Éviter un nouveau désastre à notre industrie impose donc que la France obtienne des contreparties en terme de mutualisation des budgets et des commandes militaires, ainsi qu’un délai d’adaptation pour les autres industries par une gestion de l’€. Il n’est en effet pas raisonnable que la zone € se renforce sans donner à la BCE la mission et les moyens de veiller sur la parité des changes de façon à ce que la hausse de l’€ soit graduelle.
En conclusion :
Les français ne veulent ni de la sortie de la zone €, ni du « frexit », et ils ne changeront pas d’avis demain : si vous demandez à un français ou à un italien s’ils préfèrent avoir leur salaire ou leur retraite payés en francs, en lires ou en €, ils optent, comme les grecs, pour l’€. C’est inévitable et c’est la raison pour laquelle seuls les allemands pourraient démocratiquement sortir de l’€ (ce qu’ils feront d’ailleurs peut-être un jour).
Ont-ils tort ?
La sortie de la zone € permettrait peut-être la sauvegarde et la renaissance de l’industrie française, mais :
- Les tissus industriels, commerciaux et financiers sont maintenant fortement imbriqués en Europe.
- Nos industries militaires, dans un premier temps sauvées, seraient menacées à long terme.
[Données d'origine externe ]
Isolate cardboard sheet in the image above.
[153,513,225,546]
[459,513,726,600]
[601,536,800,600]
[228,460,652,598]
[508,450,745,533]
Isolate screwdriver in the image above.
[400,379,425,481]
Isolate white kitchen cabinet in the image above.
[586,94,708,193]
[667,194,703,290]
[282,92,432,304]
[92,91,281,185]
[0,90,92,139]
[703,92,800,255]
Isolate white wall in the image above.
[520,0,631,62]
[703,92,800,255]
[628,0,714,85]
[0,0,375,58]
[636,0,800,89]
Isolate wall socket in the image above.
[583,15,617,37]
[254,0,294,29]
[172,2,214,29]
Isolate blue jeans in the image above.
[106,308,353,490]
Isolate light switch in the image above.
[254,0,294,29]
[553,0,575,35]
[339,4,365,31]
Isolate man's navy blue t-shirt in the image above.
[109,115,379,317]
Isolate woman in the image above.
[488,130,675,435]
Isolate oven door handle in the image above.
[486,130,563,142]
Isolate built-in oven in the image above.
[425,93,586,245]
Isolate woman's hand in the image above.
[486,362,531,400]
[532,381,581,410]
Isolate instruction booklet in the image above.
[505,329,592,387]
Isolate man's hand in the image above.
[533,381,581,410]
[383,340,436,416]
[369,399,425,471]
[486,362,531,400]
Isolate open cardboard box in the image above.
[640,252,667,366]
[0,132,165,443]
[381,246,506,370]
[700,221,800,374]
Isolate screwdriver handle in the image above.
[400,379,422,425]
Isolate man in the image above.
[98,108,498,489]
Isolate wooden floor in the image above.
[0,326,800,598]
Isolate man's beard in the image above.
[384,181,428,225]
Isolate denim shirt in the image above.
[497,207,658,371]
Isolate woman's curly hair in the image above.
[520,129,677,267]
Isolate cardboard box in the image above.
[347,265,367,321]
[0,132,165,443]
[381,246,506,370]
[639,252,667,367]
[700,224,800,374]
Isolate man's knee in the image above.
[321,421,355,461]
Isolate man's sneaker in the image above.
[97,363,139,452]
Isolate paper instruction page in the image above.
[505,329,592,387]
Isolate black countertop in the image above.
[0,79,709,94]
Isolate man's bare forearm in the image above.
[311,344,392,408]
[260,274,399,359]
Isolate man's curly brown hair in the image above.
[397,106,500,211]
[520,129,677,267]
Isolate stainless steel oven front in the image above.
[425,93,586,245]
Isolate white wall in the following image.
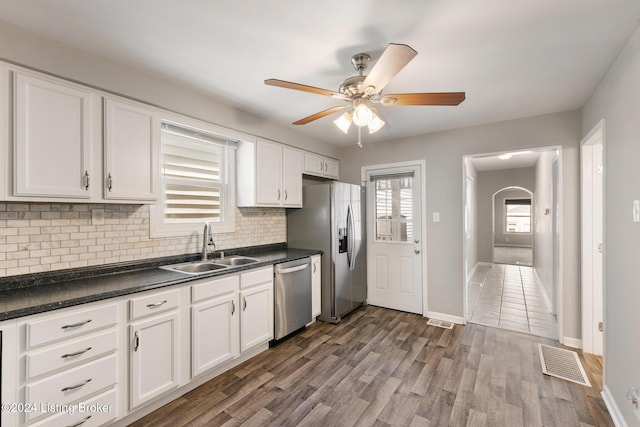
[582,25,640,425]
[341,108,580,337]
[478,167,534,262]
[533,151,556,314]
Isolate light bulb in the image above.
[333,112,351,133]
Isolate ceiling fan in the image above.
[264,43,465,146]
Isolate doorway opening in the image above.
[463,147,562,339]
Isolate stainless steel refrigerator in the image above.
[287,182,367,323]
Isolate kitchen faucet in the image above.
[202,222,216,262]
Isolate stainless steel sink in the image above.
[161,261,230,274]
[213,255,260,267]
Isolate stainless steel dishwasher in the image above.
[274,258,311,340]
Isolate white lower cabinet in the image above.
[240,266,273,352]
[191,275,240,378]
[17,301,121,426]
[129,289,180,409]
Les coûts de développement des drones, des futurs avions de combat mais surtout des bases spatiales, qui domineront les champs de bataille de demain, dépasseront la mesure de notre pays. A titre d’exemple, les coûts de développement du programme américain F-35 porté par Lockheed Martin a atteint à lui seul 400 Mds$ en 2016.
- En France, les tenants de la sortie de l’€ sont ceux de l’Etat providence et clientéliste. Or une sortie de la zone monétaire n’a de chance de réussite que si la dévaluation qu’elle engendre est accompagnée, comme ce fut le cas en Suède, d’une politique déterminée de compétitivité tant au niveau de l’économie privée que de l’économie publique, sans laquelle nous écririons en français l’histoire de l’Argentine péroniste.
- Si la France quitte l’€, elle quittera très probablement l’Europe. Elle se tournera vers le monde et plus particulièrement vers l’ancien empire français, comme le Royaume Uni devra se tourner vers le Commonwealth. Cela imposera d’établir des relations étroites, politiques, diplomatiques et commerciales avec le Moyen Orient et l’Afrique et ses futurs 800 millions de francophones. Il n’échappe pas au lecteur que cette partie du monde est d’abord musulmane et qu’une intégration plus forte de l’Islam en France sera nécessaire pour mener à bien cette stratégie, ce qui n’est pas dans la tendance de ceux-là même qui prônent la sortie de l’€.
Emmanuel Macron a choisi l’Europe et plus précisément de l’Europe du Nord, essentiellement protestante. Cela impose dans notre droit les interprétations de la Cour de justice de l'Union européenne, teintées de cette culture non latine et qui fondamentalement ne nous sied pas. Mais c’est également le choix de nos racines culturelles, avec la prééminence de la raison, et chrétiennes, avec la prééminence de la charité.
Cette voie n’est compatible avec la France que si elle est accompagnée d’une grande politique industrielle, culturelle, diplomatique et d’une grande rigueur dans la gestion du pays, pour lui faire retrouver simultanément sa compétitivité et son élan.
Autant dire que les compromis tant à l’extérieur qu’à l’intérieur ne sont pas possibles, et il est encore trop tôt aujourd’hui pour dire si Emmanuel Macron sera à la mesure de ce défi, s’il sera pour l’histoire de notre pays un Armagnac ou un Bourguignon.